PERSPECTIVE FROM THE 19TH HOLE: This is the title I chose for my personal blog, which is meant to give me an outlet for one of my favorite crafts – writing – plus use an image from my favorite sport, golf. Out of college, my first job was as a reporter for the Daily Astorian in Astoria, Oregon, and I went on from there to practice writing in all of my professional positions, including as a Congressional press secretary in Washington, D.C., an Oregon state government manager in Salem and Portland, press secretary for Oregon’s last Republican governor (Vic Atiyeh), and a private sector lobbyist. This blog also allows me to link another favorite pastime – politics and the art of developing public policy – to what I write.
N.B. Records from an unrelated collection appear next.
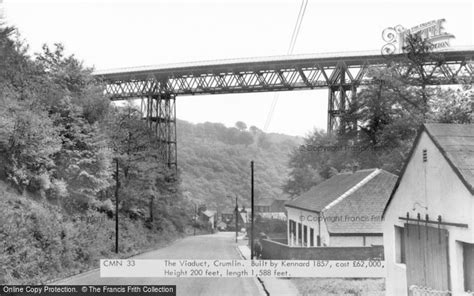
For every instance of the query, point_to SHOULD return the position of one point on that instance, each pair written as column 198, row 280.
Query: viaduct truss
column 340, row 73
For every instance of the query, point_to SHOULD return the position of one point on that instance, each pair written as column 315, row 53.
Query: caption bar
column 241, row 268
column 93, row 290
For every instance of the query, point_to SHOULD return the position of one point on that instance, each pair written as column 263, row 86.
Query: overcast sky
column 114, row 34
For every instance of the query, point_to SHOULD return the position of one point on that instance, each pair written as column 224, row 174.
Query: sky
column 108, row 34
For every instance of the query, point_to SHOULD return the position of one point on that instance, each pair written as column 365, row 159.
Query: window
column 299, row 233
column 399, row 244
column 468, row 256
column 305, row 235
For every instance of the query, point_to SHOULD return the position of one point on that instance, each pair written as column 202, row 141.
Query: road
column 215, row 246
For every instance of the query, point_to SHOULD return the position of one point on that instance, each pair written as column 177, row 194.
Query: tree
column 241, row 126
column 384, row 117
column 255, row 130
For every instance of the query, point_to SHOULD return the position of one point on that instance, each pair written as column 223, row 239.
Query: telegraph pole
column 252, row 209
column 195, row 218
column 236, row 219
column 117, row 185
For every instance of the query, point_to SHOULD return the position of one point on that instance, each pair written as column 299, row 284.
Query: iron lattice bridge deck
column 340, row 73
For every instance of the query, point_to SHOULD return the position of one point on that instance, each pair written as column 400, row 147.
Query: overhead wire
column 294, row 37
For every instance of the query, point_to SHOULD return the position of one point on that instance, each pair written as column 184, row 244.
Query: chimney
column 355, row 168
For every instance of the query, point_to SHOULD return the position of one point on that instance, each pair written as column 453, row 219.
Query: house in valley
column 343, row 211
column 428, row 226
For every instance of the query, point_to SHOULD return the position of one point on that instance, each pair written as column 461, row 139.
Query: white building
column 428, row 224
column 343, row 211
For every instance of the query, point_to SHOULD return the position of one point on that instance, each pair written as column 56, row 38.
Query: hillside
column 215, row 162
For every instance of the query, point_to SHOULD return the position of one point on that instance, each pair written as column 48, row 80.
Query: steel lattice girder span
column 269, row 74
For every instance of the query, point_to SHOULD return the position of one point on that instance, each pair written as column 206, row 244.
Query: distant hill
column 214, row 161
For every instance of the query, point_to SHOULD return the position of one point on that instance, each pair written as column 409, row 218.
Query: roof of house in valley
column 456, row 144
column 209, row 213
column 361, row 211
column 263, row 202
column 324, row 193
column 350, row 203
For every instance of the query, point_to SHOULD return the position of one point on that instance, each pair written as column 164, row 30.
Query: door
column 427, row 262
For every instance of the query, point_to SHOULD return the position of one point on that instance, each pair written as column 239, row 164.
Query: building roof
column 350, row 203
column 209, row 213
column 456, row 144
column 324, row 193
column 361, row 212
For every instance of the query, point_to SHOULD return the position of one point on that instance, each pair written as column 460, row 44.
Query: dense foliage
column 381, row 124
column 66, row 150
column 215, row 162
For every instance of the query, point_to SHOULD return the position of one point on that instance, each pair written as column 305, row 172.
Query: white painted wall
column 347, row 241
column 433, row 184
column 310, row 219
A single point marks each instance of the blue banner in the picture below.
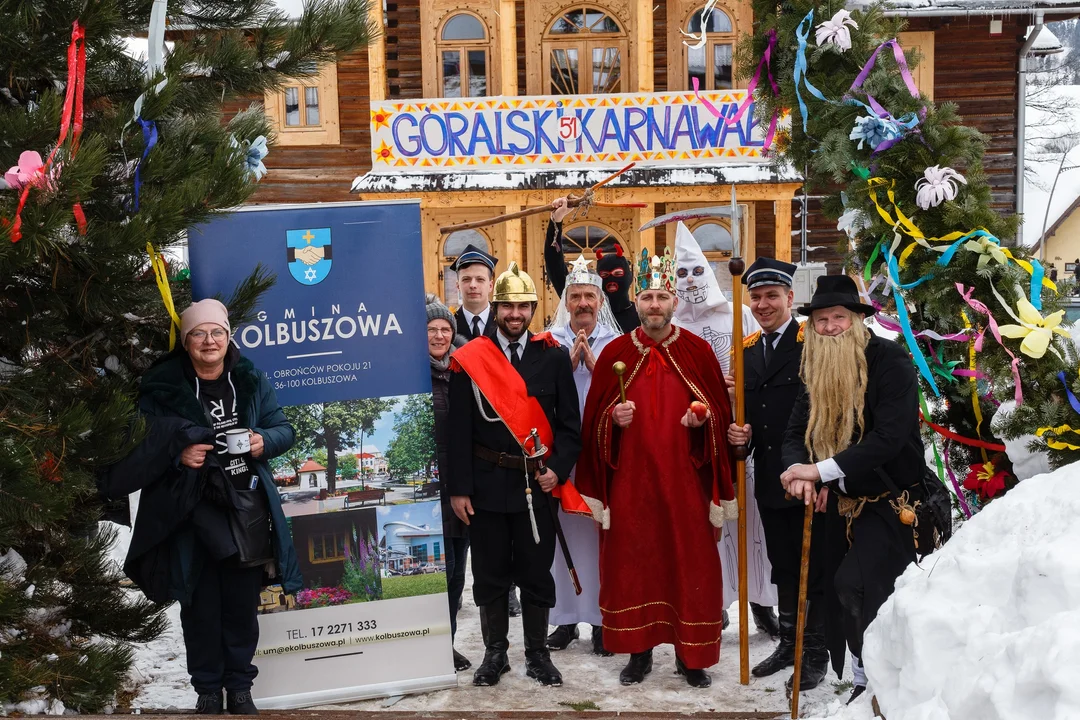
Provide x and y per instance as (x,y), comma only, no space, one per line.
(346,318)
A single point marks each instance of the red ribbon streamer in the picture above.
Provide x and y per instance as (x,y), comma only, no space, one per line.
(960,438)
(70,121)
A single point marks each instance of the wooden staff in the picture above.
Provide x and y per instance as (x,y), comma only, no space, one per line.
(571,201)
(800,624)
(737,266)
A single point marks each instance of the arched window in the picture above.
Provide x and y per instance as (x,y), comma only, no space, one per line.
(463,44)
(711,64)
(583,51)
(453,246)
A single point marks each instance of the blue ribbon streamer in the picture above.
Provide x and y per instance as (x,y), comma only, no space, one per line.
(150,139)
(905,325)
(1072,398)
(802,34)
(1037,274)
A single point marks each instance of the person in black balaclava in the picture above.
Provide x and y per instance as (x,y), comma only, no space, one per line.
(611,266)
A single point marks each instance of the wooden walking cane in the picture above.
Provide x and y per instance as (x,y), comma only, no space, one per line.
(800,623)
(737,265)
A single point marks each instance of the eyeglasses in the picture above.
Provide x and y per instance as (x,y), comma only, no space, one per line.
(217,335)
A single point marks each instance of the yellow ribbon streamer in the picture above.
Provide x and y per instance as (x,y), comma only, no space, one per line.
(161,277)
(920,240)
(1058,445)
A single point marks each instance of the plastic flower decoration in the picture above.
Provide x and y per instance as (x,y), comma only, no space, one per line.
(936,186)
(1036,329)
(27,172)
(985,479)
(875,131)
(835,31)
(852,222)
(987,250)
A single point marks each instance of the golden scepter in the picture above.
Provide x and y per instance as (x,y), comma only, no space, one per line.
(620,369)
(737,265)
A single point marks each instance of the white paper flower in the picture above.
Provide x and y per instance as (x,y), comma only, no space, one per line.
(836,31)
(939,185)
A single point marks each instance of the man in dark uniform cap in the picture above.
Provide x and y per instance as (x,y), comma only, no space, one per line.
(771,361)
(475,271)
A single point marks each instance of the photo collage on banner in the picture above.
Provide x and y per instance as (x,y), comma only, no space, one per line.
(341,338)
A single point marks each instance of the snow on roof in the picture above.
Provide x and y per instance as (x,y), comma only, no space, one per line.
(1045,42)
(551,179)
(1044,165)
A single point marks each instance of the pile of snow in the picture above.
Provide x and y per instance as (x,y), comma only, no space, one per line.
(988,627)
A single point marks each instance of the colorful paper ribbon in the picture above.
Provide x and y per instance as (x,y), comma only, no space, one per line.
(161,277)
(983,310)
(1055,444)
(149,140)
(801,65)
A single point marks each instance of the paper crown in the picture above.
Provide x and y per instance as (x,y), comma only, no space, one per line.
(582,274)
(656,274)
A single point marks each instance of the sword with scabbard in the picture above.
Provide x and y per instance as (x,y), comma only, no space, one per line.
(538,452)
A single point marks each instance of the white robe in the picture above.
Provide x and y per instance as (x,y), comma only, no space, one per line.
(704,310)
(582,533)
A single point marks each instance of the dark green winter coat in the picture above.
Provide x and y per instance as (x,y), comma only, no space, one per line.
(163,559)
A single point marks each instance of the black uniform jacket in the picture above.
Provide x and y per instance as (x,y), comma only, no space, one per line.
(466,329)
(549,378)
(890,440)
(770,397)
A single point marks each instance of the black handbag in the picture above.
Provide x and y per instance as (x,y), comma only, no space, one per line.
(247,511)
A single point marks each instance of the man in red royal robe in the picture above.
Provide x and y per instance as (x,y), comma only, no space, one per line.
(656,471)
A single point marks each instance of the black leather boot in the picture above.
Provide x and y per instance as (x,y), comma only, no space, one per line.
(515,607)
(765,620)
(240,703)
(494,625)
(784,654)
(598,648)
(563,636)
(693,678)
(460,662)
(639,665)
(538,663)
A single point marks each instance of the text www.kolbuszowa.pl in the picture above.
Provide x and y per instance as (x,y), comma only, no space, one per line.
(342,642)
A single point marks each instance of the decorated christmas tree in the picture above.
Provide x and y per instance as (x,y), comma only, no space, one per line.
(904,179)
(113,154)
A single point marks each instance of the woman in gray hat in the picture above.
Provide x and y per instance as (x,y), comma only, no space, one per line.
(442,340)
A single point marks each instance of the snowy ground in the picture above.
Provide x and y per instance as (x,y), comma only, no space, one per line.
(161,674)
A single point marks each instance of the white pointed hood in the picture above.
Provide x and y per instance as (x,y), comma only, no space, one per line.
(703,309)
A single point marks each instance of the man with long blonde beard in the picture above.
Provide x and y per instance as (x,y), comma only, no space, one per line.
(855,431)
(656,471)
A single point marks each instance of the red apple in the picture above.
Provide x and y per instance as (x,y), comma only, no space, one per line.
(700,410)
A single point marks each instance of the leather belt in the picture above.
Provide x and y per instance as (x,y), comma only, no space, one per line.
(504,459)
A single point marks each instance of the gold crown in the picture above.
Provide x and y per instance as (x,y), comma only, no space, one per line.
(656,274)
(514,285)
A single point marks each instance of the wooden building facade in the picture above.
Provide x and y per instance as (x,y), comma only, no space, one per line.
(435,50)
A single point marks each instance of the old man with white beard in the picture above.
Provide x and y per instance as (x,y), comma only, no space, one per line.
(704,310)
(583,325)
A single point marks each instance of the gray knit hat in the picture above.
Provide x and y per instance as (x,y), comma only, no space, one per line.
(437,311)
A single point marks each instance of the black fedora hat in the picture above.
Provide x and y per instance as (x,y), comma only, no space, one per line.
(836,290)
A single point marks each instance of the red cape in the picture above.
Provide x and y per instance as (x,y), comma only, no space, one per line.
(697,365)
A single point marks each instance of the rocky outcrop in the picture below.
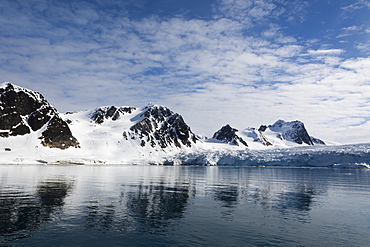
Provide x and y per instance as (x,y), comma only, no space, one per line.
(23,111)
(159,126)
(110,112)
(228,135)
(291,131)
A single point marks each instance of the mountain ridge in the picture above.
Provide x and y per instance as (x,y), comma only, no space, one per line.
(31,127)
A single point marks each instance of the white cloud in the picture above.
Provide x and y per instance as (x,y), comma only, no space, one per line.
(325,52)
(211,71)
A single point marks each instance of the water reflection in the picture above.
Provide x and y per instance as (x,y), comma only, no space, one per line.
(157,201)
(154,206)
(22,211)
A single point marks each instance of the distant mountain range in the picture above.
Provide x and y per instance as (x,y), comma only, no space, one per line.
(31,129)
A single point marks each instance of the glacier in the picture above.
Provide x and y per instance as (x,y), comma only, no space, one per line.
(33,132)
(341,156)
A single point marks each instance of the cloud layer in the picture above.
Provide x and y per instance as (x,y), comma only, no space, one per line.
(240,62)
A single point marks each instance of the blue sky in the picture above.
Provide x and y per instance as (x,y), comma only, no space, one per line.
(242,62)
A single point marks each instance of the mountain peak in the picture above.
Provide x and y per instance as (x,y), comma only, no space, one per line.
(23,111)
(228,134)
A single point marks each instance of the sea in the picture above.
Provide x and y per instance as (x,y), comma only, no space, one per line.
(144,205)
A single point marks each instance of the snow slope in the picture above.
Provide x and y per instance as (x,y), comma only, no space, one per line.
(151,135)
In one of my recent blogs, I wrote that, in trying to understand national politics from my home in Oregon, I often reviewed various newspapers, including the New York Times and the Wall Street Journal.
With those papers, I would tend to get, respectively, the left and the right.
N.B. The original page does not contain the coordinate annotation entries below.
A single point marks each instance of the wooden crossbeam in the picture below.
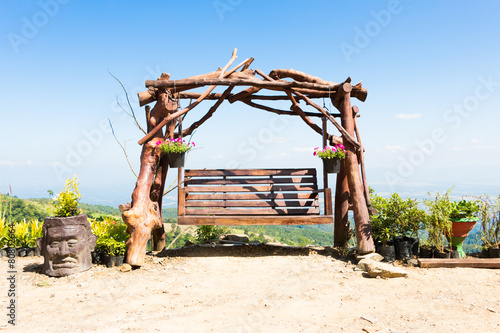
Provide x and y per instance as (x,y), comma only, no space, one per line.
(466,263)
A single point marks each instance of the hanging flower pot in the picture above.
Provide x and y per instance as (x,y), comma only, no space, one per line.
(176,150)
(331,157)
(176,160)
(331,165)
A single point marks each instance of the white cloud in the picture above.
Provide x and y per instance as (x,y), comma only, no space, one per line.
(408,115)
(394,149)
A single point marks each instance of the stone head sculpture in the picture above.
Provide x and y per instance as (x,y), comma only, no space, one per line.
(66,245)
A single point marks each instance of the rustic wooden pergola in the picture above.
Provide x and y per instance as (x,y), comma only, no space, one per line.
(143,216)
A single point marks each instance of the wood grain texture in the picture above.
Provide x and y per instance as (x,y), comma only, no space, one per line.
(255,220)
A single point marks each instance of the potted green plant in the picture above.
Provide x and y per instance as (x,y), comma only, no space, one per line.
(331,157)
(176,150)
(3,237)
(439,223)
(463,217)
(22,235)
(35,232)
(383,227)
(111,244)
(490,225)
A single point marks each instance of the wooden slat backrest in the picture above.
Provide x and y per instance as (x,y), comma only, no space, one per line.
(225,192)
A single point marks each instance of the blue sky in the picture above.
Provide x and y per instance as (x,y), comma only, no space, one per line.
(431,69)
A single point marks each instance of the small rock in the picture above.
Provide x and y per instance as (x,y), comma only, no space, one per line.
(237,238)
(125,268)
(371,320)
(375,269)
(372,256)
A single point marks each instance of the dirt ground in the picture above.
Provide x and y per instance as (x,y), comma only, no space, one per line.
(303,292)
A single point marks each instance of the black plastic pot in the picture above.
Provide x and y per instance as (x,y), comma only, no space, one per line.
(110,261)
(96,257)
(176,160)
(119,260)
(454,253)
(30,252)
(331,165)
(494,253)
(387,251)
(22,251)
(103,257)
(402,249)
(413,245)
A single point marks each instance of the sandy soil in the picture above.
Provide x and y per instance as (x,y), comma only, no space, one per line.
(313,293)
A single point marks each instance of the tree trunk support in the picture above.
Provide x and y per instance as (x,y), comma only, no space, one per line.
(361,217)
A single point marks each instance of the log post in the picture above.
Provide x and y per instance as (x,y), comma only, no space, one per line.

This was absolutely true this week as the Times wrote an editorial lauding the health care compromise work being done by Senators Lamar Alexander and Patty Murray. Perhaps predictably, the Journal slammed the work as not being balanced between Republican and Democrat aims.
Go no further than these two paragraphs:
From the New York Times: “…the Alexander-Murray deal represents real progress. These two no-nonsense lawmakers — the leading Republican and Democrat on the Senate health committee — have done yeoman’s work trying to fix a mess created largely by Mr. Trump. Their bill would appropriate money for payments to insurance companies that the president said he was stopping last week. He said they amounted to an illegal corporate bailout — a blatant lie. These payments, authorized by the A.C.A., or Obamacare, compensate insurers for lowering the deductibles and co-payments for low-income families. Further, Mr. Alexander and Ms. Murray would require the administration to spend $106 million on advertising and on people to help people sign up for insurance when open enrollment begins on Nov. 1. Mr. Trump’s minions at the Department of Health and Human Services slashed spending on outreach efforts in recent months.
From the Wall Street Journal: “How does Washington define “bipartisan”? We are about to find out if it means that Republicans surrender to everything Democrats want, or if it means a genuine trade of policy priorities in which both sides get something and the country benefits.
“That’s the question to ask about this week’s deal between Republican Lamar Alexander and Democrat Patty Murray to appropriate two years of funding for Obama Care’s ‘cost-sharing’ reductions that flow to insurers. The Trump Administration last week cut off these subsidies, which the Obama Administration paid without an appropriation from Congress. A federal judge ruled last year that those payments are illegal. Democrats would also get about $100 million for advertising ObamaCare.
“In sum, Democrats get what they care most about in politics: More to spend. And the structure of ObamaCare survives.”
So, which is the right view – the Times or the Journal?
Who knows, but probably neither.
One fact is that, if legislators in Oregon or Members of Congress in Washington, D.C., try to find middle ground, the first proposal out of the box rarely is the final word.
Other than the drafters propose amendments in one direction or the other. In this case in D.C., President Donald Trump, who wouldn’t know a good health care bill if he saw it, went both ways. First, he said he would support the effort, lauding both Alexander and Murray. A day or so later, he said, no, the effort wasn’t worth anything and he would oppose it.
I hope reasonable elected officials on both the right and the left – yes, there are a few remaining – will work hard to find the best middle ground on health care. I believe it exists. In many ways, I care less about the details and more about the process that produces a result.
We – and they – are facing a checkered history. First, President Barack Obama worked only with Democrats to enact a new federal entitlement, which has been almost impossible to remove or limit. Then, more recently, Republicans worked only with themselves to proposing repealing and replacing ObamaCare.
Neither effort represented good public policy. Perhaps Alexander and Murray can revise their first effort to gather the requisite number of votes and move this country forward on heath care.